The Morrison uses a plastic internal ring gear on a pressed steel mounting. That mounting bolts onto something not shown in the picture, but which is probably a steel web-plate and hub. The only problem it is likely to give is if some foreign body, or or perhaps a rather large overload, destroys the plastic ring gear. The Scott Bonnar Diplomat used a far less serviceable design. Here is a picture of the ring gear, from another thread:
[Linked Image]

As you can see, the SB version made the internal ring gear, its drive web, and part of its hub in a single nylon moulding, which was moulded onto a steel inner hub.

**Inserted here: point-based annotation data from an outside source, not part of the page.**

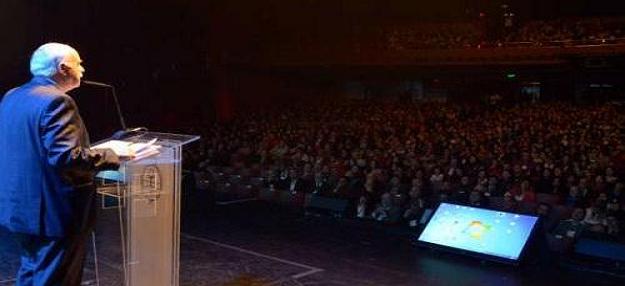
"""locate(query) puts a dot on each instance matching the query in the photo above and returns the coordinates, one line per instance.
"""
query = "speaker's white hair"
(46, 59)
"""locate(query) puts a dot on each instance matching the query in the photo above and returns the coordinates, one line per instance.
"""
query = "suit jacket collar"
(42, 80)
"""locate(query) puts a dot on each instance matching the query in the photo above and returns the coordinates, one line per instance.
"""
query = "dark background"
(175, 63)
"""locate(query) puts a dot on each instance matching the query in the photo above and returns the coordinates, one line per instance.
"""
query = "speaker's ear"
(63, 68)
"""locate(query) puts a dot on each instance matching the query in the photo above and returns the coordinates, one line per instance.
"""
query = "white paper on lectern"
(129, 149)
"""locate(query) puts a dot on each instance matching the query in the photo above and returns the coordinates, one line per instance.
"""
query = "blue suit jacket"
(46, 167)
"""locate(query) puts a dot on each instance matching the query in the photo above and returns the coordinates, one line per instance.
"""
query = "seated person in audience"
(509, 203)
(476, 199)
(548, 220)
(383, 209)
(361, 208)
(524, 193)
(595, 218)
(568, 231)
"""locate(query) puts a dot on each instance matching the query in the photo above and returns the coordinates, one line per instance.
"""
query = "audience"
(537, 33)
(391, 161)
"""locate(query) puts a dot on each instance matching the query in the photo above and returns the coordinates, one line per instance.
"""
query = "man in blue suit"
(47, 195)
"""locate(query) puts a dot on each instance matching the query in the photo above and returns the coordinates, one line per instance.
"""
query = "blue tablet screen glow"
(488, 232)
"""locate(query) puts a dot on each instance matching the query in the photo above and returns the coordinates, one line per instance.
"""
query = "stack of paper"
(129, 150)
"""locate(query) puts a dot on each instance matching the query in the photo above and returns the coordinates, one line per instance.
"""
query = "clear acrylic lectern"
(138, 230)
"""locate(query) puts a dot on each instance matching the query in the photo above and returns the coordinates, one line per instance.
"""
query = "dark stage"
(255, 243)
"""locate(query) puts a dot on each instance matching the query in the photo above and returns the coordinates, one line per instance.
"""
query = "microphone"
(96, 83)
(112, 88)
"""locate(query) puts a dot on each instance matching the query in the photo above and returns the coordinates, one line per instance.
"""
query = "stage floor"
(256, 243)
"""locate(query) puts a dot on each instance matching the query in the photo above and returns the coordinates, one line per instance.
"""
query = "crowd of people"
(572, 32)
(434, 36)
(460, 35)
(392, 161)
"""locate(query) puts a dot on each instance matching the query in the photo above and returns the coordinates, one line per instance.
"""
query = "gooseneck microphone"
(112, 88)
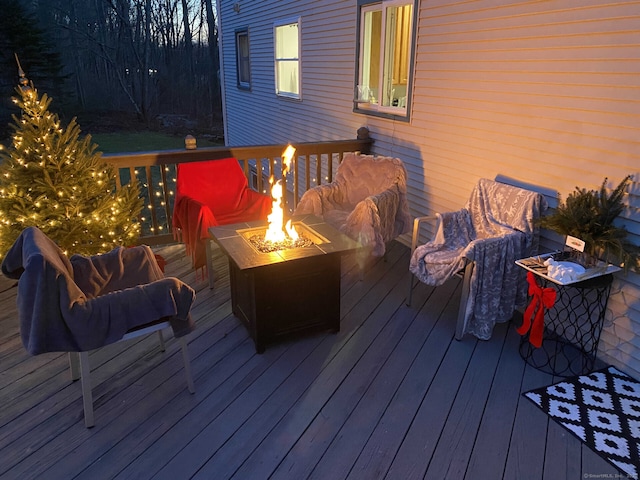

Drive was transmitted between outer (plastic) hub and inner (steel) hub by knurling on the outside of the steel hub. The problem was that the outer hub was not nearly thick enough radially, and the result was radial cracks in the plastic as it strove to transmit the driving torque, which the knurling on the steel inner hub converted into a bursting load on the plastic outer hub. The hub in the picture had developed quite a number of radial cracks in the outer hub, one of which had propagated to the web, and right across the web and ring gear. Loss of drive occurred when the various cracks in the outer hub cumulatively enabled it to expand enough under load, for the outer hub to slip around the inner hub without rotating it. I haven't heard of a Diplomat plastic gear having lost drive due to a failure of the ring gear part: it is always the failure of the outer hub allowing it to spin around the inner hub, or the long cracks across the web which eventually form, propagating circumferentially and leaving the web in two separate pieces, with the hub isolated from the ring gear. I'm not sure the latter case has ever actually happened, however: some people break the web while struggling to remove the gear and its hub from the axle, and in some cases may think that fracture was already present.